In either case, initially, a factory object must be created. The factory may be passed most of the parameters or switches of the relevant program. In addition, alignment parameters can be changed or examined after the factory has been created. Any parameters not explicitly set will remain as the underlying program’s defaults. Application output is returned in the form of a object. It should be noted that some clustalw and TCoffee parameters and features (such as those corresponding to tree production) have not been implemented yet in the Perl interface.

Once the factory has been created and the appropriate parameters set, one can call the method align() to align a set of unaligned sequences, or profile_align() to add one or more sequences or a second alignment to an initial alignment. Input to align() consists of a set of unaligned sequences in the form of the name of file containing the sequences or a reference to an array of objects. Typical syntax is shown below. We illustrate with clustalw, but a similar syntax - except for the module name - would work for TCoffee, or muscle.

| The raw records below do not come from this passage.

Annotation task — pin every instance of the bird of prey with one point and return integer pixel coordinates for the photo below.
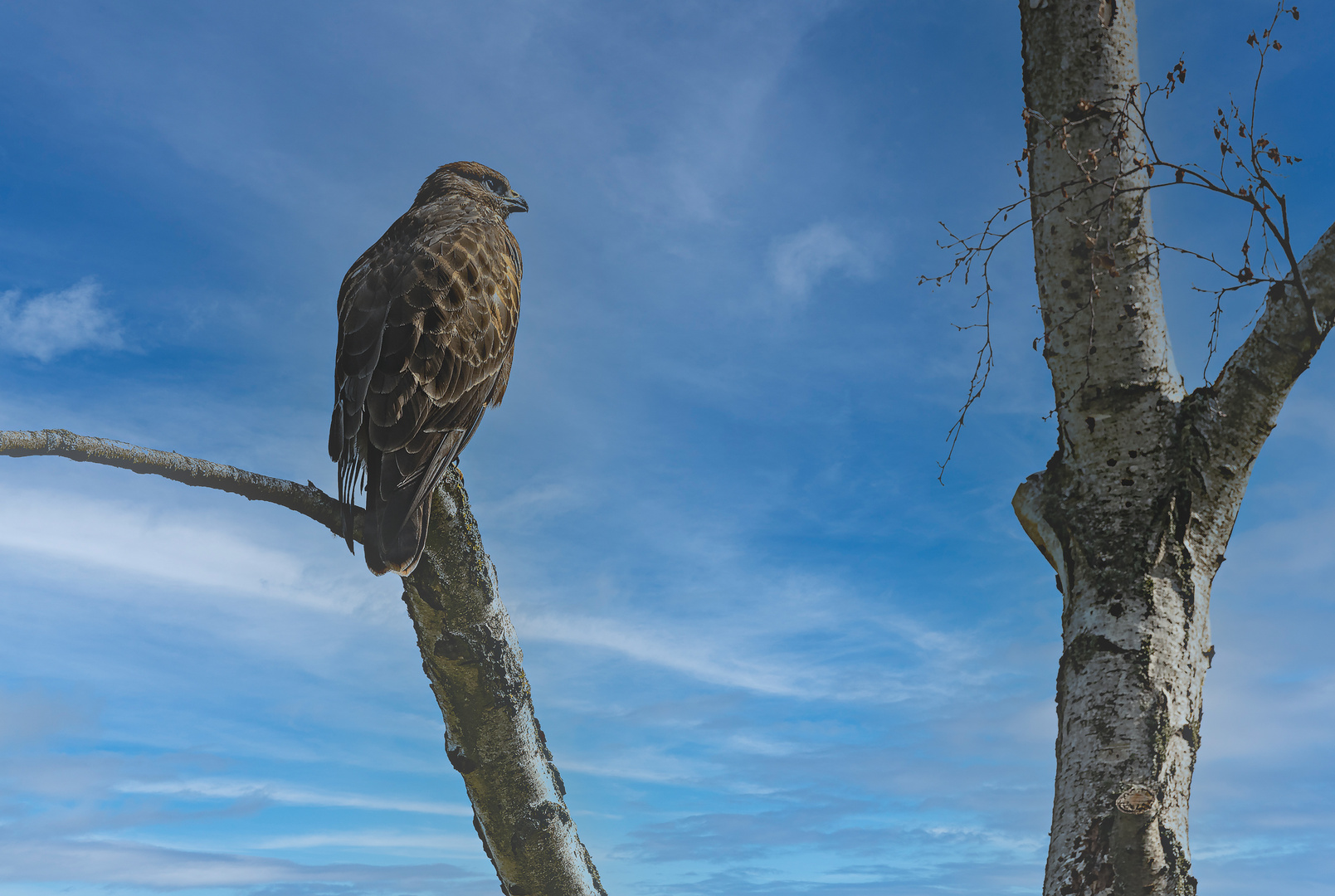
(426, 322)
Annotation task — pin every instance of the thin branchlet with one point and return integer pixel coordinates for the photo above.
(1246, 174)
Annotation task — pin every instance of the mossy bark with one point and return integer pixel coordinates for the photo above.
(1135, 509)
(493, 738)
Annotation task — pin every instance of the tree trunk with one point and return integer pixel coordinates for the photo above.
(1137, 506)
(493, 738)
(469, 652)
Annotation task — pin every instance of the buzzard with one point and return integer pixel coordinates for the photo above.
(426, 322)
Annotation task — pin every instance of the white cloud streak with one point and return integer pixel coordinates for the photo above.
(798, 262)
(59, 528)
(55, 324)
(206, 788)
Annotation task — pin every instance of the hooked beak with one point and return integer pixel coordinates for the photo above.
(514, 202)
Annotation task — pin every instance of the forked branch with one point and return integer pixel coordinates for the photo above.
(469, 652)
(306, 499)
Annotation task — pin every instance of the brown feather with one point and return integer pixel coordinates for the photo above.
(427, 319)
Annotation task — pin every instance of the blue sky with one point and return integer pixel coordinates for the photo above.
(771, 652)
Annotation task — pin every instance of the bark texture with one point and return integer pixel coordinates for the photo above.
(1137, 506)
(493, 738)
(469, 652)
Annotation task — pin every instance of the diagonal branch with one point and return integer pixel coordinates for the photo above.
(306, 499)
(469, 653)
(1256, 379)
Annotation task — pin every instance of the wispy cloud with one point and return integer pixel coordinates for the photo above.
(798, 262)
(273, 792)
(116, 861)
(55, 324)
(71, 529)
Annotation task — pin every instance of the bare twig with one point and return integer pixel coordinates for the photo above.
(1127, 131)
(306, 499)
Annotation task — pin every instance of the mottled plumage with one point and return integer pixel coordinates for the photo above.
(426, 322)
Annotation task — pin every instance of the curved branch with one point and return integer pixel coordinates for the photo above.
(469, 653)
(306, 499)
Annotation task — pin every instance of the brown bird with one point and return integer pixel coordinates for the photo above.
(426, 322)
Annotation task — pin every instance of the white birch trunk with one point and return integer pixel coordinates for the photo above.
(1137, 506)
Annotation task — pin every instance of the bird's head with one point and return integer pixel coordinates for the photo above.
(477, 181)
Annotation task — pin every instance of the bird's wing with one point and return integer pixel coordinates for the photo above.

use Bio::Tools::Run::Alignment::Clustalw;

$factory = Bio::Tools::Run::Alignment::Clustalw->new(-matrix => 'BLOSUM');
$ktuple = 3;
$factory->ktuple($ktuple);

# @seq_array is an array of Bio::Seq objects
$seq_array_ref = @seq_array;

$aln = $factory->align($seq_array_ref);

Clustalw.pm and TCoffee.pm can also align two (sub)alignments to each other or add a sequence to a previously created alignment by using the profile_align() method. For further details on the required syntax and options for the profile_align() method, the user is referred to Bio::Tools::Run::Alignment::Clustalw and Bio::Tools::Run::Alignment::TCoffee. The user is also encouraged to examine the script clustalw.pl in the examples/align directory.

Manipulating clusters of sequences Cluster and ClusterIO

Sequence alignments are not the only examples in which one might want to manipulate a group of sequences together. Such groups of related sequences are generally referred to as clusters. Examples include Unigene clusters and gene clusters resulting from clustering algorithms being applied to microarray data.

The Bioperl Cluster and modules are available for handling sequence clusters. Code to read in a Unigene cluster (in the NCBI XML format) and then extract individual sequences for the cluster for manipulation might look like this:

my $stream = Bio::ClusterIO->new(-file => "Hs.data", -format => "unigene");

while ( my $in = $stream->next_cluster ) {
    print $in->unigene_id() . "\n";
    while ( my $sequence = $in->next_seq ) {
        print $sequence->accession_number . "\n";
    }
}

See Bio::Cluster::UniGene for more details.